The 12-Step Program created by Alcoholics Anonymous is a widely used treatment tool to help people understand the journey into, during, and after addiction recovery. The 12-Step program is a peer-based mutual help program for alcoholism, drug abuse, and other addictive and dysfunctional behaviors. The basic premise of this model is that people can help one another achieve and maintain abstinence from substances of abuse, but that healing cannot come about unless people with addictions surrender to a higher power. The 12-Step program is a spiritual program that involves admitting powerlessness over addiction, seeking help from a higher power, making amends for past wrongs, and helping others who struggle with addiction.
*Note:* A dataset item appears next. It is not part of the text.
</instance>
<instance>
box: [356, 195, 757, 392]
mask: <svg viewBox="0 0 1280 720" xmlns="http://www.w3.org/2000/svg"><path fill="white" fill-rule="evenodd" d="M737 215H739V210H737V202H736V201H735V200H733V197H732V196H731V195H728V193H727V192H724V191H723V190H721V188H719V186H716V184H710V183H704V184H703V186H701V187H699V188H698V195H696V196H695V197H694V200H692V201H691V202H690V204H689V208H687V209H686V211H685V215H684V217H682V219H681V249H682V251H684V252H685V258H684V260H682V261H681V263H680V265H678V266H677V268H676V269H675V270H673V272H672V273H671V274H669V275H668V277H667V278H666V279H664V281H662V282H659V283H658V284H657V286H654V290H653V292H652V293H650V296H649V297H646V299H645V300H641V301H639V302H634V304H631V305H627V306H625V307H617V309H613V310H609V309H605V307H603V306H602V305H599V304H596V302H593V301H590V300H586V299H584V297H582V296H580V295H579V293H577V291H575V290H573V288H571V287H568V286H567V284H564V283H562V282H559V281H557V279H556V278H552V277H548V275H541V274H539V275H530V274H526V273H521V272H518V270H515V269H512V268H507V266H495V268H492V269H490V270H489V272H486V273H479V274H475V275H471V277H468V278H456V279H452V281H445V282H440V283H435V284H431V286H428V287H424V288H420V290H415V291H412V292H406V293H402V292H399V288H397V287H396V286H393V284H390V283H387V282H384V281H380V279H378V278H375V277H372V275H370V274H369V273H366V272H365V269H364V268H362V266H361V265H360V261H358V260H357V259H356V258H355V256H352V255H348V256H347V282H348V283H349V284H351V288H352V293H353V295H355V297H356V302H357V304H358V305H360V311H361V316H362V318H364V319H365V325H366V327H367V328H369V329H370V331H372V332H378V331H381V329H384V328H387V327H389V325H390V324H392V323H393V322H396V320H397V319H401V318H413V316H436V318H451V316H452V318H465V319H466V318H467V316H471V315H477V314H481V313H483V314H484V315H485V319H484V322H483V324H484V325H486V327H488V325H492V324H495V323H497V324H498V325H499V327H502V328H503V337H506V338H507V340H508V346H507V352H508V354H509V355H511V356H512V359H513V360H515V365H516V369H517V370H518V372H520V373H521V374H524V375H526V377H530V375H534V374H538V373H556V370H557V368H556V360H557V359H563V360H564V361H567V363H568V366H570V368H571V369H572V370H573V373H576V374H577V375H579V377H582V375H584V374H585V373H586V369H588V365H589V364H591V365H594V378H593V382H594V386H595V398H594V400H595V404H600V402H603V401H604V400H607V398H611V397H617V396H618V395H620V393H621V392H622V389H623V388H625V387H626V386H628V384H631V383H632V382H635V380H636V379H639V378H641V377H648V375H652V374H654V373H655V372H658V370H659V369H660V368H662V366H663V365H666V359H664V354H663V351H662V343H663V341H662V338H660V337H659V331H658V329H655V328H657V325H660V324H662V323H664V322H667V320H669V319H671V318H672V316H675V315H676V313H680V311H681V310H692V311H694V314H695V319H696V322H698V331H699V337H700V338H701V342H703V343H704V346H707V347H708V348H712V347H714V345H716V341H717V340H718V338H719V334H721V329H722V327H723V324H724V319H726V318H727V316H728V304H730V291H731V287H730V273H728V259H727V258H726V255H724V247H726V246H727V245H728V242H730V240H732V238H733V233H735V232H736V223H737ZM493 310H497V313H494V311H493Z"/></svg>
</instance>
The 12 Steps of Alcoholics Anonymous (AA) are as follows:
- We admitted we were powerless over alcohol—that our lives had become unmanageable.
- Came to believe that a Power greater than ourselves could restore us to sanity.
- Made a decision to turn our will and our lives over to the care of God as we understood Him.
- Made a searching and fearless moral inventory of ourselves.
- Admitted to God, to ourselves, and to another human being the exact nature of our wrongs.
- Were entirely ready to have God remove all these defects of character.
- Humbly asked Him to remove our shortcomings.
- Made a list of all persons we had harmed, and became willing to make amends to them all.
- Made direct amends to such people wherever possible, except when to do so would injure them or others.
- Continued to take personal inventory and when we were wrong promptly admitted it.
- Sought through prayer and meditation to improve our conscious contact with God as we understood Him, praying only for knowledge of His will for us and the power to carry that out.
- Having had a spiritual awakening as the result of these steps, we tried to carry this message to alcoholics, and to practice these principles in all our affairs.
The 12-Step program can be a powerful and helpful force for many people, but some people struggle with what they interpret as a strong religious element of the program. Many addiction treatment programs offer alternatives to 12-Step methodology for those who prefer a more secular foundation for treatment.